Севель была далека от того, чтоб больше ни о чём не тревожиться. Беременность, в конце концов, могла прерваться в любой момент. Но жизнь её уже теперь изменилась к лучшему. Сумма, которую можно было тратить за месяц, увеличилась, служанки стали ещё вежливее, началась неспешная подготовка к свадьбе, но что самое главное – граф перестал звать Севель к себе по ночам. Несмотря на то, что он не был с ней груб, она всегда воспринимала постель с ним как тяжкую обязанность, которую нужно пережить. С Нумерием было проще – он определённо что-то чувствовал к ней. Даже то, что теперь он не желал с ней общаться и видеться, говорило за это.

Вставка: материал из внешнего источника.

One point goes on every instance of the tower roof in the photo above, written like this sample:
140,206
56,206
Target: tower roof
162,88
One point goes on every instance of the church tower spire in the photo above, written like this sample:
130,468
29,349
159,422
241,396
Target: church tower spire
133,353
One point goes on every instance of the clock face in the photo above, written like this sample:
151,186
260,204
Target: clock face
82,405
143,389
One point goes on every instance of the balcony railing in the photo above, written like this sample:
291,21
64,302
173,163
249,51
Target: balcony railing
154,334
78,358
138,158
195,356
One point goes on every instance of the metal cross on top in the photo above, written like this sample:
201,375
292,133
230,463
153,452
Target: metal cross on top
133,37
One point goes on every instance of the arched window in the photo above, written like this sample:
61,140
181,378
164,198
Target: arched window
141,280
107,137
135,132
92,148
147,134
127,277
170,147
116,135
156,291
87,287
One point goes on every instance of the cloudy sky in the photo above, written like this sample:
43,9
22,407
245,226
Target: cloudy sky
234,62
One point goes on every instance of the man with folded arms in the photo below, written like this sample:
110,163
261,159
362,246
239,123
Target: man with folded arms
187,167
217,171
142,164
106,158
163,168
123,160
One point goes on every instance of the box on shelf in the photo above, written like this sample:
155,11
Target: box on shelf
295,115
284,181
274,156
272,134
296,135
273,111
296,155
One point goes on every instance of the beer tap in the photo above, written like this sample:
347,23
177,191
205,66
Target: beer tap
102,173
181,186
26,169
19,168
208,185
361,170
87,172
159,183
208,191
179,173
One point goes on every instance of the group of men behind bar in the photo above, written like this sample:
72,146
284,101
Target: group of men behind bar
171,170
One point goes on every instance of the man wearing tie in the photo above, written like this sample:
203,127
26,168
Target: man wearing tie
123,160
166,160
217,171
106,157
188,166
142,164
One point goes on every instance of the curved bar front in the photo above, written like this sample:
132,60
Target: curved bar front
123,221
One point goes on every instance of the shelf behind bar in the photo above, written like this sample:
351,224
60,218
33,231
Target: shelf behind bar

Граф же не испытывал к своей будущей жене ничего, кроме желания получить от неё ребёнка мужского пола. Кажется, он и сам страдал от того, что вынужден спать с женщиной, которая ему безразлична. Правда, похоже, именно по этой причине он отчасти понимал её чувства и старался не срываться, держался вежливо. Да они и общались мало, вот и не возникало поводов для столкновений.
Свадьбу назначили и объявили дату, когда у Севель уже заметно округлился живот, и платье, которое для неё сшили, не прятало, а подчёркивало этот факт. За четыре дня до церемонии Нумерий, пришедший повидаться с сыновьями, передал Севель просьбу спуститься к нему – со служанкой. Та смотрела на будущую госпожу с мученическим любопытством, но спрашивать не решалась. Именно её реакция заставила молодую женщину засомневаться, разумно ли это, но она не смогла придумать убедительно звучащую причину для отказа, а не приходить без причины показалось слишком вызывающим. Всё-таки её просил прийти бывший муж, человек, который сделал для неё много хорошего…
Вздохнув, Севель поплотнее завернулась в халат и спустилась.
Нумерий посмотрел на неё очень мрачно. Он держал на руках Славенту (Радовит же тем временем потрошил пакет с игрушкой, видимо, только-только подаренной), но казалось, будто сын занимает очень малую часть его внимания. Он долго подбирал слова, даже спустил малыша с рук, и его подхватила служанка.
– Ты всё-таки забеременела от него… И решила выйти за него замуж. Понятно… Нет, ты серьёзно считаешь, что с титулованным мужем будешь счастливее, чем со мной?